If education is central to progress, teachers cant remain peripheral to society. In


the ancient times in India, the Rishis( teacher scholars) taught students in their ashrams, wrote
philosophical treatises (scriptures) and advised the kings on state craft (Rajdharma), and
admonish in case of violation. The teachers were revered and the profession has a great and
honourable tradition, extending from the dawn of history until recent times. Intellectual
independence is a prerequisite to the proper fulfilment of the teachers roles, since it is his
business to instil knowledge and reasonableness into public discourse. In antiquity he
performed this function unhampered except by spasmodic interventions by tyrants or mobs. It
is also true that they were often punished for their subversive doctrines. Socrates was put to
death and Plato is said to have been put into prison. But than a teacher would be more
anxious to survive in his books than in the flesh. Teaching, to him, was a process which
transcended any formula and went on all times, and it could not be distinguished, in the final
analysis, from being taught.

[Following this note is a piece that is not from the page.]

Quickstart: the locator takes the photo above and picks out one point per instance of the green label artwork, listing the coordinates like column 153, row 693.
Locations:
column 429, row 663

By the end of life he had become so wise that he was able to
learn from the young.

Significantly, the post-industrial society offers more than the wherewithal for a large secular
intelligentsia. The same affluence which permits extraordinary consumer indulgence
contributes to a liberal expression with regard to sexual, artistic and political by according it a
measure of openness, in which the faculty as a part of intellectual stratum have operated, and
the social needs they satisfy. The intellectual community, of which faculty are a part, is
inherently questioning and critical. Many writers such as Veblen, Schumpeter, and CP Snow
have pointed out that inherent in the obligation to create , to innovate, has been the tendency
to reject the status quo, to oppose the existing or the old as philistine, often inviting the
charge of radical and seditious social thought. .

But with the advent of the ideology of globalisation, liberalisation and privatisation the
teacher who had performed the functions of socialisation, innovation and applied researcher
has changed: any teacher in the post liberalisation world who allows himself to be inspired by
the ideals of his worthy predecessors is likely to be made sharply aware that it is not his job
to teach what he thinks fit, but to instil such beliefs and prejudices as are thought useful by
his employers or the powers that be. The intellectuals, including teachers, who were
unanimous in their distaste for business civilisation, are now required to endorse and promote
it. The Teacher has now been consigned to the dust bin. He has now been rechristened and
resurrected in his new avatar as service provider and his students clients. The Teacher is
dead. Long live the Service Provider.